BEIRUT: As the Lebanese government struggles to defend its right to offshore natural resources, with the issue expected to be discussed in Thursday’s Cabinet meeting, a series of diplomatic missteps in recent years has undercut Beirut’s negotiating stance.
Sources familiar with the issue said the Turkish government’s rejection of the proposed demarcation of maritime borders between Lebanon and Cyprus in 2007 was the reason behind the failure of the Lebanese and Cypriot governments to ratify their agreement.
According to international law, countries with shared maritime borders must reach bilateral agreements for the demarcation of the borders. Based on this, Lebanon, Israel and Cyprus are obliged to complete a tripartite agreement on the demarcation of the maritime area they share.
Last month, the Israeli government approved a map of its proposed maritime borders with Cyprus, which Lebanon considered an “aggression” against its oil and gas rights, saying that the Israeli map transgresses Lebanese maritime territory.
The sources said Lebanon committed a diplomatic error in 2007 during bilateral discussions with the Cypriot government on the maritime borders, when the Lebanese negotiator provided erroneous information to his Cypriot counterpart.
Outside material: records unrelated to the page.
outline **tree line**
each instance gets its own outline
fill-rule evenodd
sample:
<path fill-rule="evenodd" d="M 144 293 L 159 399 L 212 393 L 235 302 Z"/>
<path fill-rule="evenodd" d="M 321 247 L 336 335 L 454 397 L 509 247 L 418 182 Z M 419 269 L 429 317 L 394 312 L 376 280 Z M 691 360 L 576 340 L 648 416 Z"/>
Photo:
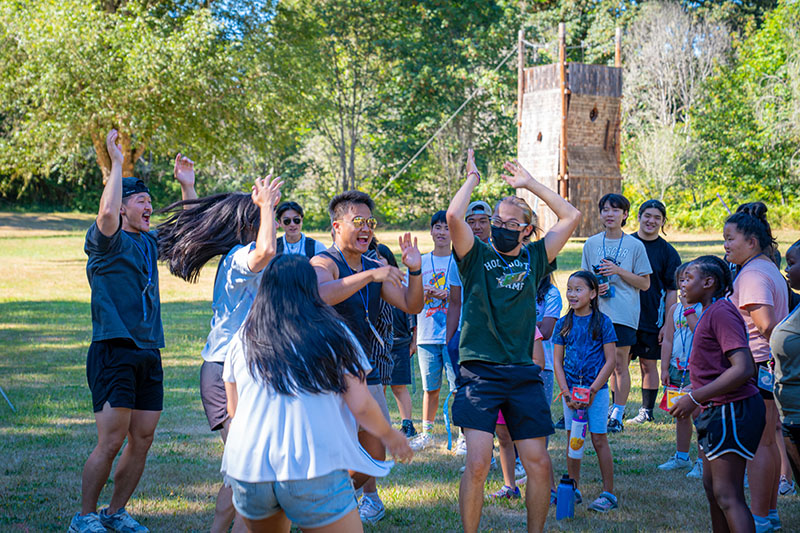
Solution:
<path fill-rule="evenodd" d="M 670 202 L 684 226 L 718 220 L 717 194 L 793 216 L 799 19 L 777 0 L 0 0 L 0 208 L 95 209 L 111 127 L 157 205 L 176 197 L 177 152 L 201 194 L 282 175 L 318 227 L 349 188 L 389 223 L 423 220 L 468 147 L 494 199 L 517 65 L 495 67 L 520 28 L 541 43 L 526 66 L 553 62 L 563 21 L 570 61 L 613 64 L 624 30 L 629 195 Z"/>

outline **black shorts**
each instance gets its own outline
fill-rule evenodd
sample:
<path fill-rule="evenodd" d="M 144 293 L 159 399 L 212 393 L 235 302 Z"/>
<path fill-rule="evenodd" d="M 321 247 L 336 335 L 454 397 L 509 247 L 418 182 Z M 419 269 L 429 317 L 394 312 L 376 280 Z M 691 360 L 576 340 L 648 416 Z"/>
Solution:
<path fill-rule="evenodd" d="M 631 361 L 642 359 L 661 359 L 661 345 L 658 343 L 658 332 L 637 331 L 636 342 L 631 346 Z"/>
<path fill-rule="evenodd" d="M 411 385 L 411 344 L 400 344 L 392 347 L 392 368 L 391 385 Z"/>
<path fill-rule="evenodd" d="M 614 332 L 617 334 L 617 346 L 633 346 L 636 344 L 636 330 L 630 326 L 614 324 Z"/>
<path fill-rule="evenodd" d="M 763 366 L 766 369 L 769 369 L 770 368 L 769 367 L 769 361 L 761 361 L 760 363 L 756 363 L 756 376 L 758 376 L 758 367 L 761 367 L 761 366 Z M 758 380 L 756 380 L 756 381 L 758 381 Z M 758 383 L 756 383 L 756 386 L 758 387 Z M 761 387 L 758 387 L 758 392 L 759 392 L 759 394 L 761 394 L 761 397 L 764 398 L 765 400 L 775 401 L 775 394 L 772 391 L 769 391 L 769 390 L 766 390 L 766 389 L 762 389 Z"/>
<path fill-rule="evenodd" d="M 95 341 L 86 356 L 86 380 L 94 412 L 111 407 L 139 411 L 164 408 L 164 372 L 158 349 L 137 348 L 129 339 Z"/>
<path fill-rule="evenodd" d="M 513 440 L 554 433 L 538 365 L 497 365 L 466 361 L 453 400 L 453 425 L 494 433 L 503 410 Z"/>
<path fill-rule="evenodd" d="M 766 424 L 761 396 L 707 407 L 694 421 L 697 443 L 709 461 L 726 453 L 753 459 Z"/>
<path fill-rule="evenodd" d="M 224 366 L 225 363 L 203 361 L 200 367 L 200 400 L 211 431 L 222 429 L 228 419 L 228 396 L 222 381 Z"/>

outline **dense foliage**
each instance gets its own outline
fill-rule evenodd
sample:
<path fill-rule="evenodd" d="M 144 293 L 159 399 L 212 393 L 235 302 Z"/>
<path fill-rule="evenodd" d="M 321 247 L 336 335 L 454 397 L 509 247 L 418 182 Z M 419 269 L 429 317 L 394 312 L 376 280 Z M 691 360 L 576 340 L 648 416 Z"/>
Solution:
<path fill-rule="evenodd" d="M 629 195 L 663 198 L 681 226 L 721 219 L 718 194 L 799 218 L 800 5 L 776 0 L 0 0 L 0 208 L 93 210 L 111 127 L 157 205 L 179 151 L 201 194 L 283 175 L 318 227 L 352 187 L 387 222 L 423 220 L 470 146 L 496 198 L 517 32 L 538 43 L 528 65 L 550 63 L 561 21 L 571 61 L 610 64 L 625 31 Z"/>

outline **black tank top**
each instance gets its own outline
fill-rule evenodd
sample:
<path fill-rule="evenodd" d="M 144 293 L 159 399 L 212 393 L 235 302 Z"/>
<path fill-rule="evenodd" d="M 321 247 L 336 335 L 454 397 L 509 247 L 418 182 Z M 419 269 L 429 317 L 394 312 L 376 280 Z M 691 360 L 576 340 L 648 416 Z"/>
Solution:
<path fill-rule="evenodd" d="M 350 265 L 344 262 L 342 256 L 338 252 L 331 253 L 328 250 L 325 250 L 324 252 L 320 252 L 318 255 L 324 255 L 331 258 L 331 260 L 336 264 L 336 268 L 339 269 L 339 279 L 357 274 L 357 272 L 353 272 L 353 270 L 350 268 Z M 383 266 L 374 259 L 370 259 L 363 255 L 361 256 L 361 265 L 363 270 L 372 270 L 373 268 L 380 268 Z M 347 327 L 353 332 L 353 335 L 356 336 L 358 342 L 361 343 L 361 348 L 364 350 L 364 353 L 367 355 L 367 359 L 369 359 L 370 364 L 373 366 L 372 371 L 367 376 L 367 383 L 370 385 L 380 383 L 380 376 L 378 375 L 378 368 L 375 365 L 374 355 L 370 353 L 370 346 L 372 344 L 374 333 L 372 332 L 372 328 L 369 327 L 367 317 L 364 313 L 364 302 L 367 302 L 369 320 L 374 326 L 377 324 L 378 315 L 380 314 L 382 286 L 382 283 L 369 283 L 366 287 L 362 288 L 348 299 L 333 306 L 333 308 L 336 309 L 336 312 L 342 315 L 345 324 L 347 324 Z"/>

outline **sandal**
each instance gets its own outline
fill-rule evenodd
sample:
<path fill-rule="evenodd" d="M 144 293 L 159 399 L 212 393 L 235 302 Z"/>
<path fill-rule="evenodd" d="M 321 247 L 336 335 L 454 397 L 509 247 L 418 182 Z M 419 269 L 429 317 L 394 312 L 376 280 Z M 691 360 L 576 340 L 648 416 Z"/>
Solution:
<path fill-rule="evenodd" d="M 611 509 L 616 509 L 617 507 L 617 497 L 610 492 L 603 492 L 589 505 L 589 509 L 597 511 L 598 513 L 607 513 Z"/>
The maritime information Cyprus used during negotiations with Israel was subsequently based on the information that was given to them by the Lebanese diplomat. As a result, Lebanon’s Exclusive Economic Zone shrunk by more than 17 square kilometers.
In 2009, Lebanon established a joint parliamentary committee of Public Works, Transport, Energy and Water to deal with the demarcation of the maritime border. The joint parliamentary committee applied revised numbers for the country’s EEZ, but the information put forward by the diplomat in 2007 was the one that remained on the Cypriot documents.
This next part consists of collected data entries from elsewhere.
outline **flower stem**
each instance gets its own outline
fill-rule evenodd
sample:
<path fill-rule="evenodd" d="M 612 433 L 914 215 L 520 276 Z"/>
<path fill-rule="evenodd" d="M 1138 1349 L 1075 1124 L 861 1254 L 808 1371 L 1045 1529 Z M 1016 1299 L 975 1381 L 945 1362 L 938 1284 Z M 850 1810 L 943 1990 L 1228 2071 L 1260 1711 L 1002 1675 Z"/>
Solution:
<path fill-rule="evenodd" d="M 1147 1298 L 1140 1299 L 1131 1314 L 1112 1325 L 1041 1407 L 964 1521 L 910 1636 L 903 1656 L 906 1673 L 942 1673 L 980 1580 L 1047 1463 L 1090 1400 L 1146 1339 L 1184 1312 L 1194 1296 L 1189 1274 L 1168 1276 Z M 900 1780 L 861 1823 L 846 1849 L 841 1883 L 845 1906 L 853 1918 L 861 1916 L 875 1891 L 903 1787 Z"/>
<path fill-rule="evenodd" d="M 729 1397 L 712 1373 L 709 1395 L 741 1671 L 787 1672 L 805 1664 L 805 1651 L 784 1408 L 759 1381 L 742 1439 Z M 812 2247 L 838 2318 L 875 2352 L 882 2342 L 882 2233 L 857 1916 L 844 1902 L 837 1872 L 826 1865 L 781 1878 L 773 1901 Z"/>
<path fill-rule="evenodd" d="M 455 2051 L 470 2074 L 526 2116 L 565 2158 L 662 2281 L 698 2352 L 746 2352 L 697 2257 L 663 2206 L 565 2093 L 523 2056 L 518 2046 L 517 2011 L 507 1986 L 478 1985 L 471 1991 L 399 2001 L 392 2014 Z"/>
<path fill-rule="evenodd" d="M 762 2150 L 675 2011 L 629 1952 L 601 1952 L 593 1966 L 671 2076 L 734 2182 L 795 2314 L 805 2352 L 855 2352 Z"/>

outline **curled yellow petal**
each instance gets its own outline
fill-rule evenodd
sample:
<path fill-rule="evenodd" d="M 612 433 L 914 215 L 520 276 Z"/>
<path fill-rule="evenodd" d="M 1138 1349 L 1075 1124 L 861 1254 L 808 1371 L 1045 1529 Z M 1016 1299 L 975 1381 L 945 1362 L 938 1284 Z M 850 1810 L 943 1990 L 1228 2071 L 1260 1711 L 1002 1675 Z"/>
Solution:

As Lebanon launched its campaign against the Israeli-Cypriot agreement, Israel said it would submit the map of its maritime borders with Cyprus to the United Nations, which conflicts significantly with the informationproposed by Lebanon in its own submission to the U.N. last summer.
Three years after the negotiations of 2007, Lebanon unilaterally notified the U.N. of its maritime borders with Israel, in July 2010. Four months later, Lebanon proposed to the U.N. its outline of the boundary of its EEZ, which contains oil and gas.
However, in December 2010 Nicosia signed an agreement with Israel, in which the maritime areas Lebanon proposed to the U.N. as part of its EEZ were placed in the Israeli EEZ.
In technical terms, the agreement means that both sides adopted “Point 1” as the final point of intersection among the three countries, while a solution will only be reached by getting Israel, Lebanon and Cyprus to agree on a new point.
In response to the Israeli government’s approval of its maritime borders map, Foreign Minister Adnan Mansour told The Daily Star last week that Lebanon would file a complaint with the U.N. against Israel.
Since its agreement with Cyprus, Israel has been working to develop several large offshore natural gas fields in the eastern Mediterranean, some shared with Cyprus, that it hopes could help it to become an energy exporter. But its development plans have stirred controversy with Lebanon, which argues the gas fields lie inside its territorial waters.